The Civil Rights Movement is often remembered — accurately — as deeply rooted in Black churches and religious leadership. Martin Luther King Jr. was a Baptist minister, and the movement’s language was saturated with religious imagery and moral appeals.
But the legal and political victories of the movement were won largely on secular grounds. Brown v. Board of Education (1954) was decided on the basis of the Equal Protection Clause of the Constitution — a document that, like the Declaration of Independence before it, grounds human equality in natural rights rather than scripture. The Civil Rights Act of 1964 and the Voting Rights Act of 1965 were acts of secular law, justified in the language of constitutional equality, not religious doctrine.
In other words: the moral energy of the movement often came from religious communities, but the argument that ultimately had to win — in courtrooms, in Congress, against opponents who also claimed scripture on their side — was the secular one. Equal protection under the law doesn’t depend on resolving a theological dispute about Noah’s sons.
The Common Thread
None of this is an argument that religious people were on the wrong side of these struggles, or that secular people were uniquely on the right one. The historical reality is more complicated than that, and many religious individuals and communities were essential to all three movements.

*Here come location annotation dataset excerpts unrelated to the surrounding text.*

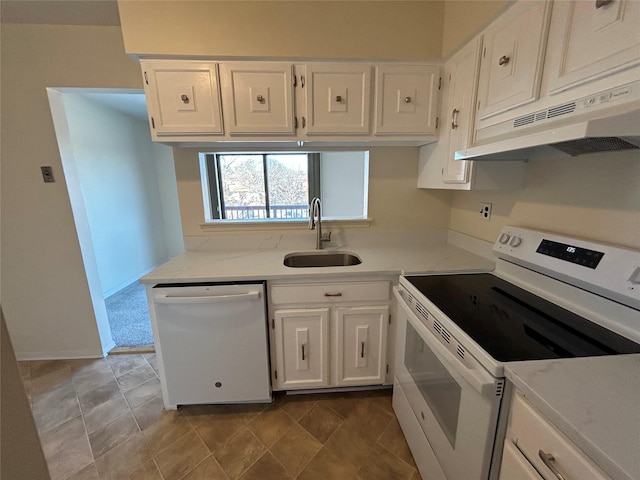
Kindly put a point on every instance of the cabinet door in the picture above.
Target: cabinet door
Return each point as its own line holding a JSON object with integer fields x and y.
{"x": 361, "y": 345}
{"x": 590, "y": 39}
{"x": 406, "y": 99}
{"x": 302, "y": 344}
{"x": 258, "y": 98}
{"x": 338, "y": 98}
{"x": 511, "y": 68}
{"x": 182, "y": 97}
{"x": 458, "y": 121}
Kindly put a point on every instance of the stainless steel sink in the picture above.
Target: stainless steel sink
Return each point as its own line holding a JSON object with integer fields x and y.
{"x": 321, "y": 259}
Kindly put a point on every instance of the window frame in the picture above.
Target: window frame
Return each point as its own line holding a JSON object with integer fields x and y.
{"x": 216, "y": 194}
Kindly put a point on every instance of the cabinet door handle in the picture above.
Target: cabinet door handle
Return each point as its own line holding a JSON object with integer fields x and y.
{"x": 548, "y": 460}
{"x": 602, "y": 3}
{"x": 454, "y": 118}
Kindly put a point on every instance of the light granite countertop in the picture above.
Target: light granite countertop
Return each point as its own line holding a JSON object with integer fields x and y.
{"x": 594, "y": 401}
{"x": 261, "y": 257}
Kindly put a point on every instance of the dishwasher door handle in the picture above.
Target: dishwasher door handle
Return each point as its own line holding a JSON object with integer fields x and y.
{"x": 236, "y": 297}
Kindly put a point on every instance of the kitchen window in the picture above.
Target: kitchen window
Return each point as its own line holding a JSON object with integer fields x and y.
{"x": 278, "y": 186}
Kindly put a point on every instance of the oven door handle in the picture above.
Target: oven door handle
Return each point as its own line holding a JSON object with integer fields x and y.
{"x": 478, "y": 378}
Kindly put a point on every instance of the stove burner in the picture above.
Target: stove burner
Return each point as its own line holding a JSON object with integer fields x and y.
{"x": 512, "y": 324}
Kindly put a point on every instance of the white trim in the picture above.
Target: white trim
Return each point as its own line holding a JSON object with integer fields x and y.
{"x": 61, "y": 355}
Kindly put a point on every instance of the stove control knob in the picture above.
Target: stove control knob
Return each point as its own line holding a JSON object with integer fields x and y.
{"x": 515, "y": 241}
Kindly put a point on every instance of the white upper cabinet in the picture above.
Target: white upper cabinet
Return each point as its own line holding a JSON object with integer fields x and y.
{"x": 183, "y": 98}
{"x": 438, "y": 167}
{"x": 513, "y": 54}
{"x": 258, "y": 98}
{"x": 590, "y": 39}
{"x": 406, "y": 99}
{"x": 338, "y": 99}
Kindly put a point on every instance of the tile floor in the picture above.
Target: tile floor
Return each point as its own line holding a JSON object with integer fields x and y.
{"x": 104, "y": 419}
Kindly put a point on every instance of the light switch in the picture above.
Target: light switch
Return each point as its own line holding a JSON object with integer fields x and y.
{"x": 47, "y": 174}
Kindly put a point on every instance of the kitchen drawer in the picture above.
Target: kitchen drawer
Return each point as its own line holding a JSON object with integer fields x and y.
{"x": 329, "y": 292}
{"x": 534, "y": 435}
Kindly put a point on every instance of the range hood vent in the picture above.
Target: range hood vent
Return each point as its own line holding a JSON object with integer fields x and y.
{"x": 606, "y": 121}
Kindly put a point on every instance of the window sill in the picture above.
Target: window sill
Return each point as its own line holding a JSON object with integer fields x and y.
{"x": 260, "y": 225}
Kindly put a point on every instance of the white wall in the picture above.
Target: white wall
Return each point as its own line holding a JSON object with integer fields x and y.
{"x": 120, "y": 182}
{"x": 595, "y": 196}
{"x": 343, "y": 177}
{"x": 45, "y": 294}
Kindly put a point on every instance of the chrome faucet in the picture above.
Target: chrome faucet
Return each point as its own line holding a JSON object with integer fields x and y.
{"x": 315, "y": 210}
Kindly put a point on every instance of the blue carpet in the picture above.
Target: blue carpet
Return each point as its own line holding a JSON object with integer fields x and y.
{"x": 129, "y": 319}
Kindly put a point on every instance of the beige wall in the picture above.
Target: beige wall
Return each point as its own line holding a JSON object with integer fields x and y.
{"x": 593, "y": 196}
{"x": 464, "y": 18}
{"x": 394, "y": 201}
{"x": 317, "y": 29}
{"x": 44, "y": 287}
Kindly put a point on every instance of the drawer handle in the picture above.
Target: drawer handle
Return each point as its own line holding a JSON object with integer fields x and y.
{"x": 454, "y": 118}
{"x": 548, "y": 460}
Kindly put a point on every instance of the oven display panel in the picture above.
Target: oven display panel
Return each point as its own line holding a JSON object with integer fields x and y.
{"x": 570, "y": 253}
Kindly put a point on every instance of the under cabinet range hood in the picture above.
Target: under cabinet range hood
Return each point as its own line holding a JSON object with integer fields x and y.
{"x": 606, "y": 121}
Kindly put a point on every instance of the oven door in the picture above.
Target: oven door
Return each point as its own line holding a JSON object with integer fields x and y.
{"x": 456, "y": 403}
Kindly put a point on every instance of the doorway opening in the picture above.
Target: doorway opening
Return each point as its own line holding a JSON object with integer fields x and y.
{"x": 124, "y": 200}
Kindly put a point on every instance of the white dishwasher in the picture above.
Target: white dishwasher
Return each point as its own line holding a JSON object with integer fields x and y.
{"x": 211, "y": 342}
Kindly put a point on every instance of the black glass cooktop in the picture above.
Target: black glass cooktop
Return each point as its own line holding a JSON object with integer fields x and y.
{"x": 512, "y": 324}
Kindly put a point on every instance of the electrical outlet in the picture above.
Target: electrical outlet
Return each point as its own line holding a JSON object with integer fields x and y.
{"x": 485, "y": 211}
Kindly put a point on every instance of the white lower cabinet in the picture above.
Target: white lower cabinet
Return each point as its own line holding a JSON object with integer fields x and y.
{"x": 329, "y": 334}
{"x": 535, "y": 449}
{"x": 361, "y": 337}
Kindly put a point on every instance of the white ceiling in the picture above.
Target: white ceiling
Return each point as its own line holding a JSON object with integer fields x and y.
{"x": 60, "y": 12}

But there is a pattern worth noticing. In each case, the side defending an unjust status quo could point to scripture and find real support there — not a strained misreading, but a plain one. And in each case, the argument that ultimately proved decisive was one that didn’t depend on resolving that dispute: an appeal to a standard of human dignity and equality that exists independent of any sacred text, and against which even sacred texts can be judged.
That standard — reason-based, universal, and grounded in our shared humanity rather than revelation — is the central commitment of secular humanism. It’s not a coincidence that it shows up at every one of these turning points. It’s one of the most useful tools human beings have ever developed for recognizing injustice that’s been hiding in plain sight, sanctified by tradition, for a very long time.
It’s also a tool we still need. The same scriptural passages cited to defend slavery and segregation are still cited today in debates over LGBTQ rights and equality. The pattern hasn’t disappeared. Neither has the argument that answers it.